第30回 輸液(点滴)について
2014-04-03
がんの患者さんが自宅で過ごす時に輸液をすることがあります。人工的水分や栄養を入れるためです。当院では患者さんの約3割が何らかの輸液を行いました。
1. どんな時に輸液をするのですか?
在宅で過ごす患者さんに対しても、輸液が必要な場合には積極的に行います。しかし、終末期で「食べられなくなった」というだけで輸液を開始することはあまりありません。終末期で病状が悪化している患者さんに輸液をすることで体が楽になったり、元気が出ることはあまり期待できないからです。逆に、水分を血管の中に強制的に入れることによって、浮腫(むくみ)が生じたりします。消化器のがんの場合には、腹水や腸液が増えてお腹が張ってしまう場合もあります。また、余分な水分が分泌物となって喉のあたりでゴロゴロしてつらさになってしまう可能性もあります。
しかしこういったマイナスもある反面、食事が取れなくなっている患者さんが輸液をすることで若干の延命(生命の長さを伸ばすこと)の効果はあるかもしれません。
従って、終末期の患者さんに輸液をするかしないかは「楽に過ごすこと」と「延命すること」の両者をはかりにかけながら患者さん、ご家族そして医療者が十分に話し合いながら決めてゆく必要があります。
2. 在宅での輸液はどのようにするのですか?
自宅での輸液の仕方もいくつかの方法があります。自宅は全ての処置を看護師が行ってくれる病棟とは違いますので、自宅で輸液をする場合は色々な工夫がいります。
一般的に外来などで行われる腕の静脈から輸液する方法は、家の場合ですと看護師がずっと付いている訳ではありませんので、輸液が静脈の外に漏れてしまうといったトラブルがあった場合にすぐに対応できないというデメリットがあります。また、毎回血管に針を刺されるのも患者さんにとっては苦痛になります。

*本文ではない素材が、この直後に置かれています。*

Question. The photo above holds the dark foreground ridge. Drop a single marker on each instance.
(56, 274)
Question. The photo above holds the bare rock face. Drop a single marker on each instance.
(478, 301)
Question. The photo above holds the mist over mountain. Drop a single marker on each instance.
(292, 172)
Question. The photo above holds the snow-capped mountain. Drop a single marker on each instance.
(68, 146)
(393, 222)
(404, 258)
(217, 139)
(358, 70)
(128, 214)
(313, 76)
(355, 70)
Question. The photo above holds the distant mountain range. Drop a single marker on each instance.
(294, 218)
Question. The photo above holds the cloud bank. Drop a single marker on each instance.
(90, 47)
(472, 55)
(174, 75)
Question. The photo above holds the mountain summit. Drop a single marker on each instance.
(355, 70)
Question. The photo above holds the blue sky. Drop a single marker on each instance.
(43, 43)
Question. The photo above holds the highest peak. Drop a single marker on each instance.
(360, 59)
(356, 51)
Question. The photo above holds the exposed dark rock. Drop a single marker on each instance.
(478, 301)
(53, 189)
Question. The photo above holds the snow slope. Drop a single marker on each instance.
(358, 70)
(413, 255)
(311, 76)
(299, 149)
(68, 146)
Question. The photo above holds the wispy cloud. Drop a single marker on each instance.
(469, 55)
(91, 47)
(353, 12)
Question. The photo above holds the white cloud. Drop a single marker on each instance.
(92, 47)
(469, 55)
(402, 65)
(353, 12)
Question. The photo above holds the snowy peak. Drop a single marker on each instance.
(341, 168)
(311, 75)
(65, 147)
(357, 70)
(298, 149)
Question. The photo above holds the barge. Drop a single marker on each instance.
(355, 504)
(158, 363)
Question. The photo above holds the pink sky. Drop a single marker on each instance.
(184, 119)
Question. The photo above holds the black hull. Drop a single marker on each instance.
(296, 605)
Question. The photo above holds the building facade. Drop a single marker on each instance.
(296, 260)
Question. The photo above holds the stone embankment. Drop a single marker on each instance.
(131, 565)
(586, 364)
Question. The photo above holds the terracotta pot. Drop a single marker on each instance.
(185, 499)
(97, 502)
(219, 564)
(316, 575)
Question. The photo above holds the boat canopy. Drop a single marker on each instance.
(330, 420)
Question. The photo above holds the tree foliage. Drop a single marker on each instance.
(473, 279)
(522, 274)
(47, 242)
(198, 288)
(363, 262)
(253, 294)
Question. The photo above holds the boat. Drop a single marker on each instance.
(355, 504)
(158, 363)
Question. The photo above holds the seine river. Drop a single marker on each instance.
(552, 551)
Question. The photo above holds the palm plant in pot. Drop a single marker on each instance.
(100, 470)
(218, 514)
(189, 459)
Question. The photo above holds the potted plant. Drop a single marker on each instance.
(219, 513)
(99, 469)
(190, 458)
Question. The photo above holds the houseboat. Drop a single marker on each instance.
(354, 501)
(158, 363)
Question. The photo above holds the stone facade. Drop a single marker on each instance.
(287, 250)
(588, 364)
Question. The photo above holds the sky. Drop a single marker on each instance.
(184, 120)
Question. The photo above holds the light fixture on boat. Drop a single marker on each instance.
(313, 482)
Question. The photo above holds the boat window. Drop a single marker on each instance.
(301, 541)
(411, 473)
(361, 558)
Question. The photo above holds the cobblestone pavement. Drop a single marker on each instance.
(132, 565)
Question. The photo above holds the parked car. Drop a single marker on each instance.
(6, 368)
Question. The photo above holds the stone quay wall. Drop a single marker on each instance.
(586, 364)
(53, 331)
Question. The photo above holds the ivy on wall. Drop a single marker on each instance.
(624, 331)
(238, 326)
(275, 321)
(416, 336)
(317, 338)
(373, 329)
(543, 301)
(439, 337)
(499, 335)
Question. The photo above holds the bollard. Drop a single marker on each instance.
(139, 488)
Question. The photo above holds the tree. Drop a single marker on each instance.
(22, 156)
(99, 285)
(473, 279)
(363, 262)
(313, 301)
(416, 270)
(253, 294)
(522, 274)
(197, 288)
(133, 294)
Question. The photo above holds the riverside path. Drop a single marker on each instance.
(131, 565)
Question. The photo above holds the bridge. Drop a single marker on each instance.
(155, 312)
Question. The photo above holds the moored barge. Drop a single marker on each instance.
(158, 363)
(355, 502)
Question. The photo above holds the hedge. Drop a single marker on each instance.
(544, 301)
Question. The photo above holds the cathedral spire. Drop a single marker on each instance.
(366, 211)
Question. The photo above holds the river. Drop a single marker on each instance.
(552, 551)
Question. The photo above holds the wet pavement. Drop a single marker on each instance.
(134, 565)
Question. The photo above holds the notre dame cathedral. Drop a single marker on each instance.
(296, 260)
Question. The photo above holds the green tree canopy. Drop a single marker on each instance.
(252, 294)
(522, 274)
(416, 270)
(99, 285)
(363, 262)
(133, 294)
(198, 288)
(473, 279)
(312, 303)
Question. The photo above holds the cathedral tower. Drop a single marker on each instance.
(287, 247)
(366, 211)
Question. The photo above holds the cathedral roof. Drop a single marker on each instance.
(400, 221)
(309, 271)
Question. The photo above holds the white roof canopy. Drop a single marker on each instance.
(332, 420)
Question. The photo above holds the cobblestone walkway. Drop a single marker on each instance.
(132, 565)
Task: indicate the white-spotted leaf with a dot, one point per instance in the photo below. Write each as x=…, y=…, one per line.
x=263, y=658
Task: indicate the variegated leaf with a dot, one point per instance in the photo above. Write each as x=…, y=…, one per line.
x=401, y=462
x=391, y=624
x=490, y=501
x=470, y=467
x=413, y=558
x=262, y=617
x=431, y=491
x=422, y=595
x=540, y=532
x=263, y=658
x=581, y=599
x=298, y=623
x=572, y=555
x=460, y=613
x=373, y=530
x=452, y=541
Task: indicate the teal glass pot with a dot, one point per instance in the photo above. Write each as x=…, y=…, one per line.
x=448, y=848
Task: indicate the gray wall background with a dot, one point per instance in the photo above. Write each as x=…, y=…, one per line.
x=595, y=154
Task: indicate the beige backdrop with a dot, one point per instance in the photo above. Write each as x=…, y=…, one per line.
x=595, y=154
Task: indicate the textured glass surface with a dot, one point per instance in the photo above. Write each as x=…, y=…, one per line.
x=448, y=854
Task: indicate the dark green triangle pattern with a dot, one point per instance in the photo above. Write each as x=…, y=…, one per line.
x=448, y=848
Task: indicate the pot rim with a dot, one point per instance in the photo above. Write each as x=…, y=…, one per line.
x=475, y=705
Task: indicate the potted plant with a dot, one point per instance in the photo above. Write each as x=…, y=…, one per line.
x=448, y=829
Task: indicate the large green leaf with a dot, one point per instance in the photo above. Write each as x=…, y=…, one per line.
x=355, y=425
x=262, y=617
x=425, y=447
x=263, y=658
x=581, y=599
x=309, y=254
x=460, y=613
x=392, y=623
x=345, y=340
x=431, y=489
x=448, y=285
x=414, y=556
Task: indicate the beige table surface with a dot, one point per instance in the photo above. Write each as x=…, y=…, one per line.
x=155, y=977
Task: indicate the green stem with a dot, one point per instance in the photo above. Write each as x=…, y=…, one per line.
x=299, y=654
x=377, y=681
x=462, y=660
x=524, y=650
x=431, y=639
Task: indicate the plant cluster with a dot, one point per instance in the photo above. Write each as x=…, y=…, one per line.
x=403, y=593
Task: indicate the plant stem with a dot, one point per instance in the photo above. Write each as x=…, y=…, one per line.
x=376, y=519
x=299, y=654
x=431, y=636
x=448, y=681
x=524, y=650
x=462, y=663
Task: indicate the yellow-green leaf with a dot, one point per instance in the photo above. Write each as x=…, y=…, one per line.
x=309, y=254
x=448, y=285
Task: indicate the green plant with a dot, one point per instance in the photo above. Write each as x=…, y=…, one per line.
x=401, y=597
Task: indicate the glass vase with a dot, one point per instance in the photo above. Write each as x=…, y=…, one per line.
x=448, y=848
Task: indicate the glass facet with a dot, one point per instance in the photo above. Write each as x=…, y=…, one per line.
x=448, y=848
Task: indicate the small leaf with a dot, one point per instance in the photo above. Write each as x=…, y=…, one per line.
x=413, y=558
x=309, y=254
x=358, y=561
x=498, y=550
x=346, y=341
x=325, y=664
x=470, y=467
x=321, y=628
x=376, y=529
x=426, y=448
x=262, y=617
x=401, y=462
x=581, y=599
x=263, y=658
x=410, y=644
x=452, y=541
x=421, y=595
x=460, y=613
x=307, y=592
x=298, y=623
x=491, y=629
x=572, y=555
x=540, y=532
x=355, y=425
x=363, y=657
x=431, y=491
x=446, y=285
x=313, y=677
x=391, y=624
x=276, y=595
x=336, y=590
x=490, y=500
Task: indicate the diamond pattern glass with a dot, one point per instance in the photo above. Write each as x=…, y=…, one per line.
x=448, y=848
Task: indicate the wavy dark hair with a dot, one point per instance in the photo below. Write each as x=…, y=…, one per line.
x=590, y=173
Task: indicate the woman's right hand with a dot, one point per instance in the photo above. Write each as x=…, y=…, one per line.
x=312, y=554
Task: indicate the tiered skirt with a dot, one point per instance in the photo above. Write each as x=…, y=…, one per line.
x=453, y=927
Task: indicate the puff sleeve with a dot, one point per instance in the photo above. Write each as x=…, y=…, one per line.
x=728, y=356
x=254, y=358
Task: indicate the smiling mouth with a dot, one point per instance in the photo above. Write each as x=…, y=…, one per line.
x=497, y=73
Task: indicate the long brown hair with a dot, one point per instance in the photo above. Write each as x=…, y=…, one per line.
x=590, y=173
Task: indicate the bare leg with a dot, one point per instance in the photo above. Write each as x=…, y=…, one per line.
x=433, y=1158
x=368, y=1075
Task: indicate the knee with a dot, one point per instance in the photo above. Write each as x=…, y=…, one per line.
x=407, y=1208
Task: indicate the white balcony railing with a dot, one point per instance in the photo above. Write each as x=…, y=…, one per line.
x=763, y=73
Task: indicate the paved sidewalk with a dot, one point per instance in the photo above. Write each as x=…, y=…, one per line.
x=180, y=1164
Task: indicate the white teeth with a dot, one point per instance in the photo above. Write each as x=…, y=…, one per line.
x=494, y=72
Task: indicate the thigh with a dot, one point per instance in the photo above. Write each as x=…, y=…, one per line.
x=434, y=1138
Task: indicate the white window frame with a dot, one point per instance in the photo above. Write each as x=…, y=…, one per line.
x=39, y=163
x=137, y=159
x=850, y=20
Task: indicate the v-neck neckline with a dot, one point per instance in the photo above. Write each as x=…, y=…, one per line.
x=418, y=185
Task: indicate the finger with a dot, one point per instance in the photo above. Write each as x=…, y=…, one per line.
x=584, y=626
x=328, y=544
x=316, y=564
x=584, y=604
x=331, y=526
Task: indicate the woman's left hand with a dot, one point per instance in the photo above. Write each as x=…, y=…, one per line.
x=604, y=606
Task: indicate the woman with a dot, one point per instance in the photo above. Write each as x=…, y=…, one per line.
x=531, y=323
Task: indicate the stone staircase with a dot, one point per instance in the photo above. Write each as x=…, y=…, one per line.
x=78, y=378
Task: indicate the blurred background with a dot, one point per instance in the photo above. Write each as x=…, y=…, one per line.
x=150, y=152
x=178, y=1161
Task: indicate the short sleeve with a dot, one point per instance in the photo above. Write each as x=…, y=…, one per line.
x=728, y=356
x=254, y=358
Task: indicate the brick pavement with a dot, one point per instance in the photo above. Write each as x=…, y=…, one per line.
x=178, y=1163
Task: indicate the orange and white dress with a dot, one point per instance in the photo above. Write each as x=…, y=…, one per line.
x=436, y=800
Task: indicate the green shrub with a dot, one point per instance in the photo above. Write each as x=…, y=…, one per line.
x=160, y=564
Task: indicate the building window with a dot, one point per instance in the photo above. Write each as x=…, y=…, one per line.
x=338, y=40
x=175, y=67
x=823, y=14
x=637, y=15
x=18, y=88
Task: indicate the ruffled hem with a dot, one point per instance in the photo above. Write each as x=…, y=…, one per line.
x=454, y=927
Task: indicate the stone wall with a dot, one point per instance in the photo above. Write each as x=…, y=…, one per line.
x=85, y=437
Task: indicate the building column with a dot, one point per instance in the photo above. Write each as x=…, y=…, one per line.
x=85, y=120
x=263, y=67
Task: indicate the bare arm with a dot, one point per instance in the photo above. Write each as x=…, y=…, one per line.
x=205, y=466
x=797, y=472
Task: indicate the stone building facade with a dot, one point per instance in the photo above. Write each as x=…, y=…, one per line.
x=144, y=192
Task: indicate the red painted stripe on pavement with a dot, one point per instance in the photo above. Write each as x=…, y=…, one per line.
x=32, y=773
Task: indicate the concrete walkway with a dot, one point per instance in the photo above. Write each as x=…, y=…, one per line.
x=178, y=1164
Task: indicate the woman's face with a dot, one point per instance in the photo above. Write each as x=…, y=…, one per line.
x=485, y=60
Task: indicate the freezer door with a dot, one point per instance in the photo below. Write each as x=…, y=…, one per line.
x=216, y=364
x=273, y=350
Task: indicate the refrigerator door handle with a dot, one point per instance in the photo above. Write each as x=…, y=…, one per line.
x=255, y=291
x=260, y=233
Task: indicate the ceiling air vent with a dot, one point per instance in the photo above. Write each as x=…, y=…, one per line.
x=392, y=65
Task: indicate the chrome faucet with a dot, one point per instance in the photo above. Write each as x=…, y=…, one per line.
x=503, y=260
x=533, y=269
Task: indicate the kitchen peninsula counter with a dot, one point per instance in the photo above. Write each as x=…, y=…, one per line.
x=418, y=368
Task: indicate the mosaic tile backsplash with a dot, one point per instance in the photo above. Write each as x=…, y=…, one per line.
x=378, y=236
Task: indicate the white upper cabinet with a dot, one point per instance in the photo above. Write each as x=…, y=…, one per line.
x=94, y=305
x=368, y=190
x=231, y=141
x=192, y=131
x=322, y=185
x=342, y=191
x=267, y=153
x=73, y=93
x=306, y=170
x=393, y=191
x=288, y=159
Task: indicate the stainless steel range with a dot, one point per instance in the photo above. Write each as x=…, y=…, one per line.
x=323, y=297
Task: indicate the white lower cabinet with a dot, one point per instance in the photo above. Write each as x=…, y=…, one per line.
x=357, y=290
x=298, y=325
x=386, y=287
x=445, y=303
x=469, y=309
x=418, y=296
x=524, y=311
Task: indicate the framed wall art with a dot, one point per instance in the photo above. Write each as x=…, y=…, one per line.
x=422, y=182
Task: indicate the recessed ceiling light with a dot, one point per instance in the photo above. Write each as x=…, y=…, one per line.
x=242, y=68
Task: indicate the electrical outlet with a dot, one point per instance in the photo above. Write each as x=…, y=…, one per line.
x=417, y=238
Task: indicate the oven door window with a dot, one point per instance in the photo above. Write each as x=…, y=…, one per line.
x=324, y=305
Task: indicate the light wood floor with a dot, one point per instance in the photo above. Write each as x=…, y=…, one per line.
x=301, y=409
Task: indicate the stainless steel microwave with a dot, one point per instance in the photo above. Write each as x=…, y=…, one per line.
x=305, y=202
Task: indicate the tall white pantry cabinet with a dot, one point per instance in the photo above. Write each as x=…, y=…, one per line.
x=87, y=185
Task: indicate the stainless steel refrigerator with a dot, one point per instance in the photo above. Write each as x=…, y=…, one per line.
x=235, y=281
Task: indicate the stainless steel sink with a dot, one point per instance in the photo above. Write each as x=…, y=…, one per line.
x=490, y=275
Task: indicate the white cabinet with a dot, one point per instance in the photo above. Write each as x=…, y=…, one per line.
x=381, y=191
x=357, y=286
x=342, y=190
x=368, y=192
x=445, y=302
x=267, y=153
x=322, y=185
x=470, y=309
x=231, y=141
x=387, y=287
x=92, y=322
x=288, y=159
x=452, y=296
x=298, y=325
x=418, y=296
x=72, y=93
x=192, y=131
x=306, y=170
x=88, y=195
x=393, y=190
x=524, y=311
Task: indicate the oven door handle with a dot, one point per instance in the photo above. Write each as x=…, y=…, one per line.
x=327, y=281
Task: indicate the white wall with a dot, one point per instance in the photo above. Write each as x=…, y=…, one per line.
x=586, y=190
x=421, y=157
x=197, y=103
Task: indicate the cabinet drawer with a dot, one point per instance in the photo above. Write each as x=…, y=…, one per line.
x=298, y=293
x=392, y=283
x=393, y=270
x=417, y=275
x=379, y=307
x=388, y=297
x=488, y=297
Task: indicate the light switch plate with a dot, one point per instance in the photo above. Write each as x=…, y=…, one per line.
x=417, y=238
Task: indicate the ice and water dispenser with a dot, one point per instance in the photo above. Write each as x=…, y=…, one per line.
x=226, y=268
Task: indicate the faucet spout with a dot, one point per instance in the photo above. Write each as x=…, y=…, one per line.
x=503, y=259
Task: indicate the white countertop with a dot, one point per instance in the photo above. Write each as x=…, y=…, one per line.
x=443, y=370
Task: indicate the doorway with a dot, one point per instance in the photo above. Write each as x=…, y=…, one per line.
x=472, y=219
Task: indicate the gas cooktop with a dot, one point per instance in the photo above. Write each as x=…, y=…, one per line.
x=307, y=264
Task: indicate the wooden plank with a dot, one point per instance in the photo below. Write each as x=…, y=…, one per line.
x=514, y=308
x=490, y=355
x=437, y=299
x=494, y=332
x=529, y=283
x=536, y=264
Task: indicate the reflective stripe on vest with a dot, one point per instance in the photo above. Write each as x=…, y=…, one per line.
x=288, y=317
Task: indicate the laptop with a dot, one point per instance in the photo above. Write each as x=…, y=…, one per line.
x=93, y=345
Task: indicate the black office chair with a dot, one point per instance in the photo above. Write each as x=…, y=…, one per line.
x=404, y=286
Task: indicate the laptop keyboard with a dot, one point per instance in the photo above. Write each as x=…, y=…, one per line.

一番簡単な水分補給には皮下輸液という方法があります。血管に入れる輸液と異なり、輸液が漏れて刺し替える必要が無く、安心です。万が一針が外れても、大きな事故にはなりませんから安心です。
中心静脈栄養は本格的な栄養補給になります。胸に皮下埋め込み型中心静脈ポート(CVポート)を作ると、皮膚の外側から針を刺して輸液ができます。
CVポートのメリットは針を抜くと入浴することができますし、直接管が皮膚から出ている場合より感染の危険性が減ります。比較的長い期間自宅で輸液をする場合には、入院中にCVポートを作ってもらうと良いでしょう。